Car Matthieu Buge a quitté la France pour le monde russe. Il s’est installé là-bas, y a fondé une famille et partage le quotidien russe tous les jours de la semaine. Buge n’est donc pas un expatrié déconnecté des réalités russes. Naturellement, cela ne suffit pas pour écrire un livre. Depuis longtemps, l’auteur a adopté un prisme russe : après avoir commencé par le roman russe du XIXe siècle, il s’est spécialisé à titre personnel sur l’histoire soviétique au point de réaliser quelques piges pour la revue L’Histoire. Passionné par le sujet, il a englouti un nombre considérable d’ouvrages français et anglais sur la question. Parallèlement à cette activité, il a toujours cultivé un amour certain pour le dessin, le cinéma et la théorie politique. Du point de vue des études, car certains regardent malheureusement plus en détail le curriculum vitae des auteurs que le contenu de leurs livres, Matthieu Buge est diplômé d’Histoire et de Science Po Paris.

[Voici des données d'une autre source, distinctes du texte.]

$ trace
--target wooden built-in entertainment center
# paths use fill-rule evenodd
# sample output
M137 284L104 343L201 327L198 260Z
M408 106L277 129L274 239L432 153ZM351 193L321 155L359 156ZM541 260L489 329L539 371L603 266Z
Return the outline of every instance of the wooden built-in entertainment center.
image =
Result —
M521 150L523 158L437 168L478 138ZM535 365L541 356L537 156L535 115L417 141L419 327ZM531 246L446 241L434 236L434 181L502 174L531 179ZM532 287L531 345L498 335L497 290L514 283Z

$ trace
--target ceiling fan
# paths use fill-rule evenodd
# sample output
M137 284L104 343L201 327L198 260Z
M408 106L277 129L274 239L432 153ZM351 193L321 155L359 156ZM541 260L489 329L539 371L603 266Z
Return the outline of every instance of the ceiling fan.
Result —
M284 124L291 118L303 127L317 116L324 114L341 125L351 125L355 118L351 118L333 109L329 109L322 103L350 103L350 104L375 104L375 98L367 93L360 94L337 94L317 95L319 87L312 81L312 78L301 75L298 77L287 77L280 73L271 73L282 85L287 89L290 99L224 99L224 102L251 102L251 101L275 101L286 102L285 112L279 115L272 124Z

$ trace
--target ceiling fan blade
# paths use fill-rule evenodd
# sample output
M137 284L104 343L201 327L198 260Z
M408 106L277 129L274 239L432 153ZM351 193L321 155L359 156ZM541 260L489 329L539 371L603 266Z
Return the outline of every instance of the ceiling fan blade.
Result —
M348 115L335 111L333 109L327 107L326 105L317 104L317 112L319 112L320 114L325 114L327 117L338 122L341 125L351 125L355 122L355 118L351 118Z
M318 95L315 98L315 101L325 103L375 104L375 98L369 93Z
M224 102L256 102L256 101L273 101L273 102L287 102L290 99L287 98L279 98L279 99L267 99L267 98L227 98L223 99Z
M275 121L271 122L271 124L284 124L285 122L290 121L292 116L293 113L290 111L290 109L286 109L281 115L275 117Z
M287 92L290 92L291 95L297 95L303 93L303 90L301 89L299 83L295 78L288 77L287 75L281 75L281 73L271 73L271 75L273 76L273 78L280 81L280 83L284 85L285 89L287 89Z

Concernant la forme de l’ouvrage, l’auteur a opté pour un abécédaire avec un thème par lettre. Il compte 217 pages ce qui en fait un livre digeste, accessible et plaisant à lire. Certains regretteront parfois le style un peu trop journalistique mais c’est un défaut qui fait aussi la force de l’ouvrage. Là où l’auteur perdra quelques lecteurs obsédés par la forme, il en gagnera beaucoup d’autres s’intéressant plus au fond. Et puis, ceux qui recherchent le style avant tout s’intéressent en général assez peu aux questions d’ordre politique. Nous leur recommandons donc plutôt l’œuvre de Flaubert, Stendhal ou Balzac.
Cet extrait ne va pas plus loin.